Obama wants facts on Syria chemical
weapons first, White House says

US President Barack Obama is awaiting a "definitive judgment" on whether the Syrian regime used chemical weapons against rebel fighters before taking action, the White House said Friday.


The United States said Thursday for the first time that it believed Syrian President Bashar al-Assad's regime had likely used chemical weapons against opposition forces, though cautioned spy agencies were not 100 percent sure.


"We are working to establish credible and corroborated facts to build on this intelligence assessment in order to establish a definitive judgment as to whether or not the president's red line has been crossed," White House spokesperson Jay Carney said.

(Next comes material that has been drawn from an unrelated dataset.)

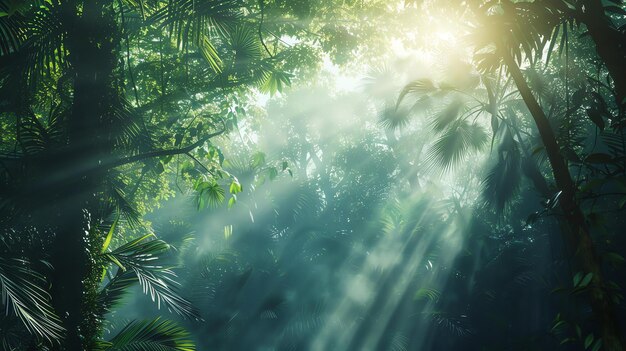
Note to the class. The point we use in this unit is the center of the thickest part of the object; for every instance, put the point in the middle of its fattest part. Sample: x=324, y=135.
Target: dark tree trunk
x=92, y=41
x=577, y=237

The spokesman said those facts would "inform our decision-making about next steps," adding that "all options remain on the table."


"The president wants the facts. And I'm not going to set a timeline, because the facts need to be what drives this investigation -- not a deadline," Carney said.

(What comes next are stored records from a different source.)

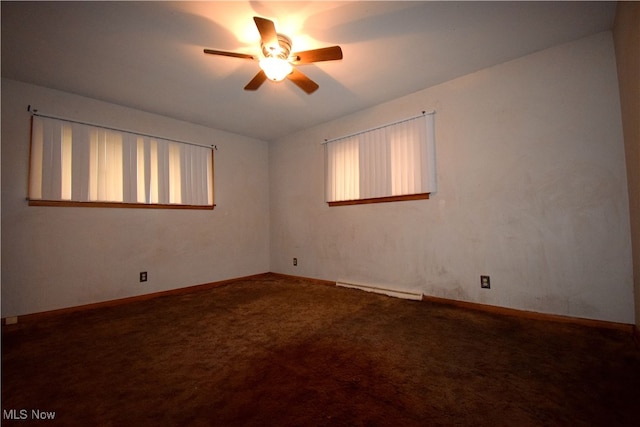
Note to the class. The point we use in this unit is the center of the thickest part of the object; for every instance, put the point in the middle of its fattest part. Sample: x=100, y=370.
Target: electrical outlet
x=485, y=282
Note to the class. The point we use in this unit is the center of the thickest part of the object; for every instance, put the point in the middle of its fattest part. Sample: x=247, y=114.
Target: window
x=75, y=164
x=389, y=163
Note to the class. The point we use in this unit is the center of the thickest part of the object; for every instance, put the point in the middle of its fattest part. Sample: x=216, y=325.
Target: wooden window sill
x=421, y=196
x=68, y=203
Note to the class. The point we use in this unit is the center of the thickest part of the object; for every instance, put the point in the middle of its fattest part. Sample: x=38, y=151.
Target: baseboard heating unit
x=417, y=296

"The situation in Syria is and has been grave. The Assad regime has the blood of its own people on its hands."


The spokesman reiterated that Washington backed a United Nations investigation into the use of chemical weapons in Syria.


Syria asked for a UN probe but has since refused to let a UN team waiting in the region into the country.


Assad's government only wants its claims that opposition rebels used chemical arms to be investigated. UN Secretary General Ban Ki-moon has said the team should also look into opposition claims.